Implementation of the HBV monovalent birth dose vaccine has been impeded by a number of barriers, exhaustively detailed in the Practices to improve coverage of the hepatitis B birth dose vaccine document of the WHO [19]. Political willingness, services delivery arrangements, especially for those babies born outside of health facilities, and the cold chain issue appear as the main obstacles faced in the African setting. Planning and allocation of human and financial resources, which in turn is to a large extent determined by the political willingness to invest in prevention of HBV MTCT, are required. There is therefore an important part to be played by health advocacy organizations in bringing political attention to the burden of CHB infections. Implementation will also require dealing with the existing challenge of reaching infants who are born away from health facilities. An estimated 25% of urban births compared to 60% of rural births in SSA occur outside of health facilities [20]. These infants will need to be reached within 24 hours of birth either by taking the vaccine to the infant through community outreach or encouraging bringing the newborn to a health facility shortly after birth through education of the mothers during the antenatal period or support at the time of birth.
Data from Lao People´s Democratic Republic, a resource-limited country, shows that the HBV birth dose vaccine can indeed be stored outside the cold chain whilst maintaining stability for up to 28 days [21]. Moreover, the use of single-dose vials such as compact prefilled auto-disable devices is an innovative way of providing HBV birth dose vaccine that can be administered out of the health facility in the event of home births. These devices cannot be re-used and are equipped with a vaccine vial monitor that indicates when the vaccine vial has been exposed to excessive heat. Access to such innovative forms of the vaccine together with training of health care workers would improve HBV birth dose coverage in remote areas where cold chain facilities for vaccine storage may not be available. Community health workers are also important in encouraging HBV birth dose vaccination for children born out of health facilities.

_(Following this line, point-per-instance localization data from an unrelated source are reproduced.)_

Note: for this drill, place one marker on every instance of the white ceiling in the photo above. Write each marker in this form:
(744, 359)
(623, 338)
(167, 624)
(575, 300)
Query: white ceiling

Africa needs the HBV birth dose vaccine if we are to achieve the goal of eliminating HBV MTCT. Although there are still hurdles to overcome for its successful implementation, with concerted efforts from all stakeholders, it is achievable. Screening pregnant women for HBV and treating those with high viral loads would further reduce the risk of vertical transmission. The combined use of these practices would serve to effectively break the HBV transmission cycle, bringing us closer to eliminating HBV in Africa, with considerable medical and socioeconomic benefits.
Competing interests
The authors declare no competing interests.
Authors’ contributions
All authors have read and agreed to the final version of this manuscript and have equally contributed to its content.